Grandpa didn't say anything, but just gave his funny little shrug again.

And it was kind of queer, when you come to think of it—about Mother,
I mean, wasn't it?

* * * * *

One month later.

Well, I've been here another whole month, and it's growing nicer all the time. I just love it here. I love the sunshine everywhere, and the curtains up to let it in. And the flowers in the rooms, and the little fern-dish on the dining-room table, the books and magazines just lying around ready to be picked up; Baby Lester laughing and singing all over the house, and lovely ladies and gentlemen in the drawing-room having music and tea and little cakes when I come home from school in the afternoon. And I love it not to have to look up and watch and listen for fear Father's coming in and I'll be making a noise. And best of all I love Mother with her dancing eyes and her laugh, and her just being happy, with no going in and finding her crying or looking long and fixedly at nothing, and then turning to me with a great big sigh, and a "Well, dear?" that just makes you want to go and cry because it's so hurt and heart-broken. Oh, I do just love it all!

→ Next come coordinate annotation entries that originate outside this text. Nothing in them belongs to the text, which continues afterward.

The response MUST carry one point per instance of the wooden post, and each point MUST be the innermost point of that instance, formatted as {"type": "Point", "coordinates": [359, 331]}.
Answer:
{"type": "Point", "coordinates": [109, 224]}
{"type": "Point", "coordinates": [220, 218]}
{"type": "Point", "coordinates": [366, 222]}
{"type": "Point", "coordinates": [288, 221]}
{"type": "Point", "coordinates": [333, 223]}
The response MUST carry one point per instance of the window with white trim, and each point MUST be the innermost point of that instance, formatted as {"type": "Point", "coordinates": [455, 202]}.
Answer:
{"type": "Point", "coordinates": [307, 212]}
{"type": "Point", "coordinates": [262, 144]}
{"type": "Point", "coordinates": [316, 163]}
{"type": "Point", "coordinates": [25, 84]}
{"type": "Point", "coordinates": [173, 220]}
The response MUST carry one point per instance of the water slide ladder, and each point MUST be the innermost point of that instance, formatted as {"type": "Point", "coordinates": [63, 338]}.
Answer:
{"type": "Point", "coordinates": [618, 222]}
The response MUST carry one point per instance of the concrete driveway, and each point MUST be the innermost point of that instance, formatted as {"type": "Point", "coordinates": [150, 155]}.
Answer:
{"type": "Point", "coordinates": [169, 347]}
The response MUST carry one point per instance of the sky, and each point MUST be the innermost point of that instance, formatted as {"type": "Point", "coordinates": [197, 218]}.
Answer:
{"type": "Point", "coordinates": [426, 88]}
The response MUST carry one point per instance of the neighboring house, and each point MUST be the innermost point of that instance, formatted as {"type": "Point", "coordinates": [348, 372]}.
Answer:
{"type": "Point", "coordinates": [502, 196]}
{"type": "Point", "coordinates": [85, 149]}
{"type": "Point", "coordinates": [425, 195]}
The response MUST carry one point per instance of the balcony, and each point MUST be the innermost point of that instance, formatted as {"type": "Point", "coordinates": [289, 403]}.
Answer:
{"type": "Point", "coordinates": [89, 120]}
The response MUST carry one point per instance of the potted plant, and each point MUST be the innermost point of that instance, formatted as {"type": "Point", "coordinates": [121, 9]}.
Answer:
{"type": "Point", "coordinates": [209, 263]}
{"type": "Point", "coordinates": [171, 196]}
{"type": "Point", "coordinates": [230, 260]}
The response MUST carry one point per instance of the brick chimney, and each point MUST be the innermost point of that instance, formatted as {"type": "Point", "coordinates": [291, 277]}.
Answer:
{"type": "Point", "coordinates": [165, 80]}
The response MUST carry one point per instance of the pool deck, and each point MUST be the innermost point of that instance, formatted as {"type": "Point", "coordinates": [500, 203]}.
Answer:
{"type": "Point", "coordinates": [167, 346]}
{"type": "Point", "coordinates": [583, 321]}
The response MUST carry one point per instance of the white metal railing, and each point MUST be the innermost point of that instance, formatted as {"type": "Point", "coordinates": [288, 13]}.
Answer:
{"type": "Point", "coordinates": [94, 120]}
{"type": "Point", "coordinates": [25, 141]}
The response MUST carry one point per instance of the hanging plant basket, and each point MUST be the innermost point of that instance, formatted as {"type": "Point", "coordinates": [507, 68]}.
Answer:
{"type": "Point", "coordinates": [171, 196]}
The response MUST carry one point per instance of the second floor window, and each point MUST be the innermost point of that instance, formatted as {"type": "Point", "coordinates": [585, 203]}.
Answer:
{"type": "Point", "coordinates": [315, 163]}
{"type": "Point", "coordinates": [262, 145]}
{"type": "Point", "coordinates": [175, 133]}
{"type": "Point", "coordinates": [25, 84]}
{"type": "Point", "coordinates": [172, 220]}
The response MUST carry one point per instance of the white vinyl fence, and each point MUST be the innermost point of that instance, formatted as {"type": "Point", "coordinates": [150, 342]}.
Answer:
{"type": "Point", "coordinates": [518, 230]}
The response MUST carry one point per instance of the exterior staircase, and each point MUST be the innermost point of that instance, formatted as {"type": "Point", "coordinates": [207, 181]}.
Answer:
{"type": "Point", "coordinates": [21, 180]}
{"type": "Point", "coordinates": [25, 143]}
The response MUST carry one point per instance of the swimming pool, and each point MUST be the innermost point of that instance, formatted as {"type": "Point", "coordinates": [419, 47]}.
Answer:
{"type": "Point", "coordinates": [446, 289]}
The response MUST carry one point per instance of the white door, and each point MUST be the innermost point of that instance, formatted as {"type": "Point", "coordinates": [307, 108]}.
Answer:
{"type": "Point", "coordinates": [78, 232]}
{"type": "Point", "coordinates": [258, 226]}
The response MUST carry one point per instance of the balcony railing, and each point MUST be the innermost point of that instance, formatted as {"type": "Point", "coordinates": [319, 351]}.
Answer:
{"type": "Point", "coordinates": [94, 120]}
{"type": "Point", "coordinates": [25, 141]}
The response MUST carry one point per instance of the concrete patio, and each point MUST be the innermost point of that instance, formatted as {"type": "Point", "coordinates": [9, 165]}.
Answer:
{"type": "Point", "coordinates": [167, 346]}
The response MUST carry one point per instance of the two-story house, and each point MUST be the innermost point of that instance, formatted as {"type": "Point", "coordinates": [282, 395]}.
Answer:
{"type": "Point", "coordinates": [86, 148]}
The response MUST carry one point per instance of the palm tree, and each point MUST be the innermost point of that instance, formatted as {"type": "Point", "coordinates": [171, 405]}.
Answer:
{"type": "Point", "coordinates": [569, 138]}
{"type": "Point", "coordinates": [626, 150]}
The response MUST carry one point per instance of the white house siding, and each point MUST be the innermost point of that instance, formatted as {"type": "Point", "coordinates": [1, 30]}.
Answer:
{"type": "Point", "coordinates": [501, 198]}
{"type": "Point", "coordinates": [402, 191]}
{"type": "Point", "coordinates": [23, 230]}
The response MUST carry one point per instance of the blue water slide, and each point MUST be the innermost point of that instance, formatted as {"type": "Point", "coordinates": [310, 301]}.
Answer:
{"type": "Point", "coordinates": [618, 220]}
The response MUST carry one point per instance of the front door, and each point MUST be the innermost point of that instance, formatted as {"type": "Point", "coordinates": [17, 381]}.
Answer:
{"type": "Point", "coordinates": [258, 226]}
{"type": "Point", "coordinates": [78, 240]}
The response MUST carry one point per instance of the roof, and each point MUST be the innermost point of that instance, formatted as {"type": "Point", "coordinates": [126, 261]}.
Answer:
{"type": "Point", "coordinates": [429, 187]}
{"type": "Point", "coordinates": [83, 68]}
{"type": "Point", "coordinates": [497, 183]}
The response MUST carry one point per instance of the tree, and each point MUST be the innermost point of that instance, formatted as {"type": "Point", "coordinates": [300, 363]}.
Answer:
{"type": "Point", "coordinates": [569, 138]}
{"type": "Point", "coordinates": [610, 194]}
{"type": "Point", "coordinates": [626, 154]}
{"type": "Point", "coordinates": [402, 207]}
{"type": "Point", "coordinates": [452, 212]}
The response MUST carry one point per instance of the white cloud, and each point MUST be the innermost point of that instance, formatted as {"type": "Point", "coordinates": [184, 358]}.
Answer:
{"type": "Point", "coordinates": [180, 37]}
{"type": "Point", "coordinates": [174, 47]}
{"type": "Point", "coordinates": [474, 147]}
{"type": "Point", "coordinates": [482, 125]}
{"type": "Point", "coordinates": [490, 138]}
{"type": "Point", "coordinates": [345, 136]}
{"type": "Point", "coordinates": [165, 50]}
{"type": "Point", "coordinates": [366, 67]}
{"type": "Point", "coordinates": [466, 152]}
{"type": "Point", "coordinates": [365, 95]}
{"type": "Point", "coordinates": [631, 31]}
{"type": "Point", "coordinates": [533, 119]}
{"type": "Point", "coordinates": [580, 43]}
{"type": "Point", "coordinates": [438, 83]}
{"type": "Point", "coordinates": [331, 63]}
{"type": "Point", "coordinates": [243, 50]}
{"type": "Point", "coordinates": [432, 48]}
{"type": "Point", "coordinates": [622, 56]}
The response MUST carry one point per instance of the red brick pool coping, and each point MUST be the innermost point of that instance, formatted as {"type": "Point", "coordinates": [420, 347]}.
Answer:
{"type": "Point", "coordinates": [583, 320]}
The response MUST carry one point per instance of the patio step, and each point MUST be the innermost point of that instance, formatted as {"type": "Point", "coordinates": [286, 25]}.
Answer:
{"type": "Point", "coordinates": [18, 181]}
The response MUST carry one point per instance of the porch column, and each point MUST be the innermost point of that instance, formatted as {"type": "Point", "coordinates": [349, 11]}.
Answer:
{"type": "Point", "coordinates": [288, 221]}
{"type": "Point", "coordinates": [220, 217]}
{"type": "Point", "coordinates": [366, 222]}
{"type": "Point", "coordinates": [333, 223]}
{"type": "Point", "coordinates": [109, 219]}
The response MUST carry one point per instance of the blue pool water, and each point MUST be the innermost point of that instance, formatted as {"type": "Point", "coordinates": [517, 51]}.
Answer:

And Mother is happy. I'm sure she is. Somebody is doing something for her every moment—seems so. They are so glad to get her back again. I know they are. I heard two ladies talking one day, and they said they were. They called her "Poor Madge," and "Dear Madge," and they said it was a shame that she should have had such a wretched experience, and that they for one should try to do everything they could to make her forget.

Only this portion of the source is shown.